Non-Degree / Dates: 15-24 July 2024
This is a 32-hour hands-on course for statistical data analysis using R. The main goal of this course is to empower participants to use R for data analysis and machine learning applications.
The course introduces students to the statistical programming language R and the use of R studio. We will cover the concepts of data manipulation and data preparation as well as uni- and bivariate statistics in R.
We will cover the so-called grammar of graphics in R with the ggplot2 package to create stunning and publication-ready data visualizations. We will also discuss how to conduct basic descriptive statistics (such as mean, standard deviation, correlation) in R to describe your data.
Our main focus will be the discussion of a selection of machine learning algorithms and their implementation in R. We will for example try to model the factors that influenced the survival of the Titanic passengers, predict customer churn for a telecommunications company and try to classify traffic signs based on images.
The course is designed to give a robust theoretical understanding of the methods and allow students to use the algorithms with real-world data sets.
Aims of the curriculum:
- Introduction to the statistical programming language R and the use of R studio
- Data manipulation and data preparation in R
- Uni- und and bivariate statistics in R
- Grammar of graphics in R (with ggplot2) to produce publication-ready graphics
- Theoretical understanding of selected machine learning algorithms (e.g. logistics regression, decision trees and random forests, k-nearest-neighbours, hierarchical cluster analysis)

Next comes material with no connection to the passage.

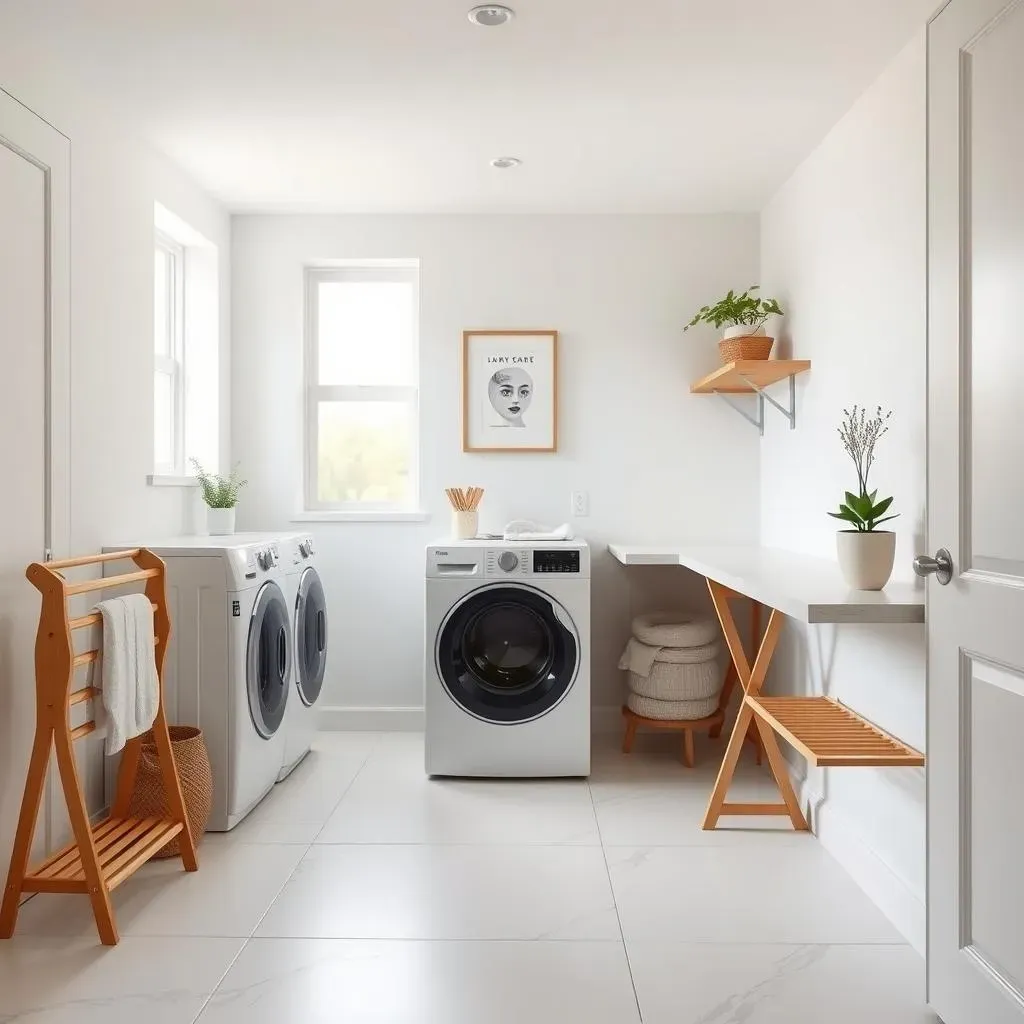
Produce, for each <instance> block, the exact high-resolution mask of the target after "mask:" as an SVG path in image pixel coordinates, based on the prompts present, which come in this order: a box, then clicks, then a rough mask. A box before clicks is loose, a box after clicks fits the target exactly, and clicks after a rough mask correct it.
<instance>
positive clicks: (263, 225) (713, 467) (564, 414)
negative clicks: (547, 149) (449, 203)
mask: <svg viewBox="0 0 1024 1024" xmlns="http://www.w3.org/2000/svg"><path fill="white" fill-rule="evenodd" d="M232 246H233V248H232V258H231V263H232V287H233V299H234V301H233V341H232V344H233V355H232V374H233V377H232V393H233V395H234V402H233V409H232V437H233V445H232V457H233V458H234V459H236V460H239V461H241V463H242V468H243V471H244V473H245V475H246V476H247V477H248V478H249V481H250V482H249V486H248V487H247V489H246V492H245V494H244V497H243V501H242V503H241V505H240V509H239V523H240V528H245V529H257V528H261V529H288V528H308V529H309V530H310V531H311V532H312V535H313V536H314V538H315V540H316V543H317V546H318V558H319V562H321V565H322V567H323V574H324V579H325V586H326V590H327V597H328V602H329V607H330V616H331V654H330V659H329V674H328V681H327V684H326V689H325V694H324V697H323V701H324V705H325V707H326V709H327V710H328V712H329V715H330V720H331V721H333V723H334V724H336V725H347V726H359V725H364V726H368V727H376V728H379V727H388V726H399V725H401V724H408V725H411V726H415V725H417V724H419V722H420V711H419V709H420V708H421V707H422V677H423V650H424V639H423V587H424V583H423V569H424V549H425V547H426V545H427V544H428V543H429V542H430V541H432V540H434V539H437V538H438V537H443V536H444V535H445V532H446V530H447V527H449V506H447V502H446V499H445V497H444V494H443V488H444V486H446V485H459V484H463V485H465V484H478V485H480V486H483V487H485V488H486V496H485V499H484V502H483V505H482V509H481V527H482V528H483V529H489V530H498V529H500V528H501V527H502V526H503V525H504V523H506V522H507V521H509V520H511V519H514V518H529V519H537V520H540V521H542V522H547V523H551V524H556V523H560V522H563V521H565V520H566V519H568V518H569V513H570V502H569V495H570V492H571V490H575V489H582V490H587V492H588V493H589V495H590V511H591V514H590V515H589V516H588V517H586V518H580V519H578V520H575V521H574V526H575V528H577V530H578V532H579V534H580V535H581V536H583V537H585V538H586V539H587V540H589V541H590V543H591V544H592V546H593V550H594V558H593V574H594V580H593V636H594V645H593V667H594V670H593V680H594V702H595V705H596V706H598V707H603V708H613V707H617V705H618V703H621V699H622V692H621V686H622V681H621V678H620V673H618V671H617V669H616V663H617V659H618V655H620V653H621V651H622V646H623V644H624V643H625V640H626V637H627V634H628V630H629V622H630V615H631V609H633V608H637V607H641V606H648V605H650V604H651V603H664V602H665V601H666V600H676V601H678V600H679V599H680V595H682V597H683V599H684V600H692V601H696V602H702V601H703V594H702V592H701V591H700V589H699V588H697V587H695V586H694V585H693V582H692V580H689V579H687V574H686V573H684V572H683V571H682V570H671V569H670V570H664V571H657V570H655V571H647V570H644V571H635V570H629V571H628V570H626V569H624V568H623V567H622V566H620V565H618V564H617V563H615V562H614V561H613V560H612V559H611V558H610V557H609V556H608V554H607V552H606V550H605V546H606V545H607V544H608V542H609V541H614V540H630V541H635V542H640V543H643V542H656V541H665V540H670V539H681V540H687V539H693V540H697V539H699V540H700V541H720V542H726V543H727V542H752V541H753V540H754V539H755V538H756V535H757V518H758V517H757V504H758V488H759V483H758V436H757V432H756V431H755V430H754V429H753V428H752V427H751V426H750V425H749V424H748V423H745V422H744V421H743V420H742V419H740V418H739V417H738V416H736V415H735V413H733V412H732V411H730V410H729V409H727V408H726V407H725V404H724V403H723V402H721V401H719V400H717V399H715V398H714V397H707V396H702V397H701V396H691V395H690V394H689V384H690V381H692V380H694V379H696V378H698V377H700V376H702V375H703V374H706V373H707V372H709V371H710V370H711V369H713V368H714V367H715V366H716V365H717V364H718V361H719V358H718V353H717V350H716V348H715V341H714V337H713V333H712V332H709V331H696V332H691V333H689V334H687V335H685V336H684V335H683V333H682V325H683V324H684V323H685V322H686V321H687V319H688V318H689V316H690V314H691V313H692V312H693V310H694V309H695V308H697V307H698V306H699V305H701V304H703V303H705V302H708V301H709V300H710V299H713V298H716V297H718V295H720V294H722V293H724V292H725V291H726V290H727V289H729V288H732V287H736V286H738V287H745V286H748V285H750V284H752V283H753V282H755V281H756V280H757V276H758V264H759V229H758V219H757V217H756V216H751V215H720V216H529V215H517V216H475V215H458V216H370V215H365V216H312V215H310V216H290V215H253V216H237V217H234V218H232ZM360 258H372V259H380V258H417V259H419V260H420V288H421V298H420V302H421V307H420V350H421V358H420V362H421V382H420V383H421V392H420V406H421V409H420V416H421V436H420V462H421V487H422V494H421V499H420V501H421V507H422V509H423V511H424V512H425V514H426V515H427V517H428V519H427V521H425V522H422V523H354V522H342V523H339V522H318V523H308V524H306V523H303V524H302V525H301V526H297V525H296V524H295V523H293V521H292V519H293V516H294V514H295V513H296V512H297V511H298V509H299V507H300V501H301V498H300V496H301V467H302V424H303V413H302V407H303V384H302V343H303V339H302V330H303V267H304V266H305V265H315V264H317V262H322V261H325V260H331V259H352V260H357V259H360ZM467 328H554V329H556V330H558V331H559V332H560V354H559V358H560V366H559V372H560V393H559V433H560V436H559V440H558V452H557V454H554V455H514V454H512V455H465V454H463V453H462V451H461V435H460V401H461V397H460V395H461V392H460V387H461V385H460V351H461V343H462V331H463V330H464V329H467Z"/></svg>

- Practical application of selected machine learning algorithms in R
Why this course?
Teacher(s)
Dr. Daniel Hoppe is a Professor of Business Administration, especially Retail Management and e-Commerce at Cooperative University Gera-Eisenach.
Prior to his career in academia, Dr. Hoppe held various responsible roles in the corporate sector, for example, a position at ALDI Nord Germany as a data analytics business partner, advising departments on data-driven problems.
His educational background includes a doctorate degree from Philipps-University of Marburg in Marketing and a Master of Arts degree from South Westphalia University of Applied Sciences in Business Administration.
Timetable
Classes take place on working days: 8:00-9:30, 9:45-11:15 (4 academic hours a day; total hours: 32).
Participants
Generally, anyone interested in learning the statistical programming language R for data analysis and application of machine learning algorithms are welcome to apply. Specifically:
* aspiring Bachelor students (after successfully passing the statistics course)
* master students / PhD students.
No previous knowledge in R is required. However, basic statistical knowledge (descriptive and analytical statistics) is recommended.
Students should bring their own laptop (Windows or Mac) and have R and R studio installed. Details on how to install R and R Studio will be provided.
Credit points
4 ECTS.
Assessment criteria: written assignment (10 – 15 pages of text plus R code), application of uni- and bivariate statistics, graphical visualization and (at least) one machine learning algorithm to be applied to a data set.
Course fee
- Early-Bird Course Fee (until 31 March 2024)
- Regular Course Fee (after 31 March 2024)
- 400€
- 450€
Accommodation, cultural programme and meals are not included in the price.